X Sonnet #1917: Groundhog Day Edition

Emerging late, the seer peers about.
The sheen of snow could blind an aging bat.
But darkness shows the husky rodent's route.
A length of cold, he tells the silken hat.
From out the hole, the marmot blinks at dawn.
The gleaming white of frost conceals his van.
His body's shade precedes his body gone.
"Extended winter," claims the furry man.
The sun arose behind the rising runt.
A league of pretty snow beset his eyes.
In little time, for darkness does he hunt.
"The season lingers late," he harshly cries.
They call him hog who dwells about the ground.
Forever shall he live another round.

Saturday, February 01, 2025

Frenchman's Paunch

Years ago, when I was binging on pirate movies, I read about 1944's Frenchman's Creek but was unable to get my hands on a copy. Of course I wondered why. It starred Joan Fontaine, won an Academy Award for costume design, was a big budget film for Paramount and based on a novel by Daphne du Maurier. Why was it so obscure? Now I know why. It's unbelievably bad.

The first fifteen minutes or so aren't bad. The costumes are beautiful, particularly for a 17th century enthusiast like me. An early scene at a party, in which Joan Fontaine is menaced by Basil Rathbone much as her sister, Olivia de Havilland, was a couple times in the '30s, is kind of marvellous. But as time passed I started to wonder--where's the Errol Flynn or Tyrone Power of this movie?
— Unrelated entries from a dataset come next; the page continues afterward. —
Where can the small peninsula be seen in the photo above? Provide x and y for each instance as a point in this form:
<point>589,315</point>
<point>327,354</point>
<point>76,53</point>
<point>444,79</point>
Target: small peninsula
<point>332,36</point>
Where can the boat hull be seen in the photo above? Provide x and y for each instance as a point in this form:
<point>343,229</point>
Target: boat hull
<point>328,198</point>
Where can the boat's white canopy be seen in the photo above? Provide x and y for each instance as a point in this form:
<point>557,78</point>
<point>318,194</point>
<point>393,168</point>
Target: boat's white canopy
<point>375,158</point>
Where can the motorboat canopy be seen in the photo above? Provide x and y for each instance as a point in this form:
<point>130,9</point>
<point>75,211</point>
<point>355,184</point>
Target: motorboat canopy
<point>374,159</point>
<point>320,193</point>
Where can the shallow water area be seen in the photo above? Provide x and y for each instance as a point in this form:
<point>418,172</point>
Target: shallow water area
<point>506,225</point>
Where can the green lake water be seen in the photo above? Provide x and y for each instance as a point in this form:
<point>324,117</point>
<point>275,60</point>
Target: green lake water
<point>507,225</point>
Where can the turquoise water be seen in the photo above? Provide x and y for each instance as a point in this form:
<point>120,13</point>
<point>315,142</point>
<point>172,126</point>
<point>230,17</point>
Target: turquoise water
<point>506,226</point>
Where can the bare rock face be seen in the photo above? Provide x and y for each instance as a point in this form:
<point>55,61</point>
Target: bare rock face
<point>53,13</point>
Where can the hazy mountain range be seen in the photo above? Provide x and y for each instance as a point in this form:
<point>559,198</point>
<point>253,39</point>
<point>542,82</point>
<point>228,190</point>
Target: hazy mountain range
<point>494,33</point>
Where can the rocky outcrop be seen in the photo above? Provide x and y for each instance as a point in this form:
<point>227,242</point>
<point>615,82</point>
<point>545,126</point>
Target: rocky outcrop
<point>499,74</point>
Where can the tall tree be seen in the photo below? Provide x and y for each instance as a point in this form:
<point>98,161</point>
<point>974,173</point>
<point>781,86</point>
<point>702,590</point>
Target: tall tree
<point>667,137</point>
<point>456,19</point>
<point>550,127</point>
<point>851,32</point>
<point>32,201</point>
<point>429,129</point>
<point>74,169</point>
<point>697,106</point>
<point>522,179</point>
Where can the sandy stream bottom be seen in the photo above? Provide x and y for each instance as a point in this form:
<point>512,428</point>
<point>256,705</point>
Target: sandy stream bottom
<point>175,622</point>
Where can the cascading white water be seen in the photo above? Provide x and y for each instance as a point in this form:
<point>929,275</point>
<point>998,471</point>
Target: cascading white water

Fontaine's character, the wealthy Dona St. Columb, moves to the countryside and is promptly kidnapped by pirates, the captain of whom turns out to be the leading man, Arturo de Cordova.
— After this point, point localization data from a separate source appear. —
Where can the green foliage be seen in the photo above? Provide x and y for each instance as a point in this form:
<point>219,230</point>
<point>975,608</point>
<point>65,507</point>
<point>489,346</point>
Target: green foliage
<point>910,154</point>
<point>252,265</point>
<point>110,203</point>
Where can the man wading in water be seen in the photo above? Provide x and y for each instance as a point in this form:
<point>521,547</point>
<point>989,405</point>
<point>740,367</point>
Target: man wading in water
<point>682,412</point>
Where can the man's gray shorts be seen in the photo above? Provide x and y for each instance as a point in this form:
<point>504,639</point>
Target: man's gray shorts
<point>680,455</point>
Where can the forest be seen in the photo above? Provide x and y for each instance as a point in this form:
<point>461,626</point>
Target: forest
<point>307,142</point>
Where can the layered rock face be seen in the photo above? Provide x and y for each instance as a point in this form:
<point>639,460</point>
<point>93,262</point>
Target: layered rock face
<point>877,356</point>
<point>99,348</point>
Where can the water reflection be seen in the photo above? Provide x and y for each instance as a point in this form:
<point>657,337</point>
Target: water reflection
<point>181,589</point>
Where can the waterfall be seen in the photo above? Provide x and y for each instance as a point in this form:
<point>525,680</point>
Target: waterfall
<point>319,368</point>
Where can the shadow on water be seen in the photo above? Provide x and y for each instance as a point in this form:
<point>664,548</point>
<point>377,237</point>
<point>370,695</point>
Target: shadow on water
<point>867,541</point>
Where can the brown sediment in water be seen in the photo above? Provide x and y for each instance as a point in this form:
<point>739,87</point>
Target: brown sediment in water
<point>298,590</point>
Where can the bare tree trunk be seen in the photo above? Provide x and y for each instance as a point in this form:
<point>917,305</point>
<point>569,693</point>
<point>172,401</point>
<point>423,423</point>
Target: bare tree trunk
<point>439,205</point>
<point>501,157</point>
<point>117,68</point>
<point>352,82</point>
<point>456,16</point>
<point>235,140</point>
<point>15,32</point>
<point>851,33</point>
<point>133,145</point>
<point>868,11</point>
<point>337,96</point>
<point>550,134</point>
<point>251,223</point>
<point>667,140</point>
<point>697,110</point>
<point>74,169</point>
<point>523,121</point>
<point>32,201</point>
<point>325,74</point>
Okay, I said the costumes were great, but this is a notable exception. This one has what appears to be a gut window. I was bewildered when I saw this thing. Who thought this was a good idea? Obviously standards of muscular perfection have changed. But I'm pretty sure this--jerkin? Doublet?--would look unflattering on Chris Evans. There is some historical accuracy in it as men did wear doublets unbuttoned in such a manner from the bottom, exposing an undershirt. Why isn't he wearing an undershirt? I can only presume this was for titillation, for those who like their men with soft, hairy bellies.

Even worse, it's the first time we see him, and you know what they say about first impressions. The movie proceeds to be an unabashed, wealthy woman's daydream about leaving her boring old life of comfort and wealth for one in which she gets to rob people and wag swords at them, though, notably, the pirates don't do much killing in this movie. De Cordova's performance is that of a smiling, mild mannered department store clerk guiding his wealthy patroness from one decadent display item to another.

Joan Fontaine, surprisingly, isn't much better. All the subtlety she exhibited in her films with Alfred Hitchcock is gone here, replaced by outright mugging. I was reminded of an Elvis Costello lyric; "She looked like she learned to dance from a series of still pictures." That's how I'd describe her performance here. She lumbers from one facial expression to another, at times seeming totally disconnected from the scene, at other times broadly projecting when her character is supposed to be keeping a secret.

I need hardly say she and de Cordova have no chemistry. She would've been better off with Basil Rathbone.

Frenchman's Creek is available on The Criterion Channel as part of a "Love in Disguise" playlist.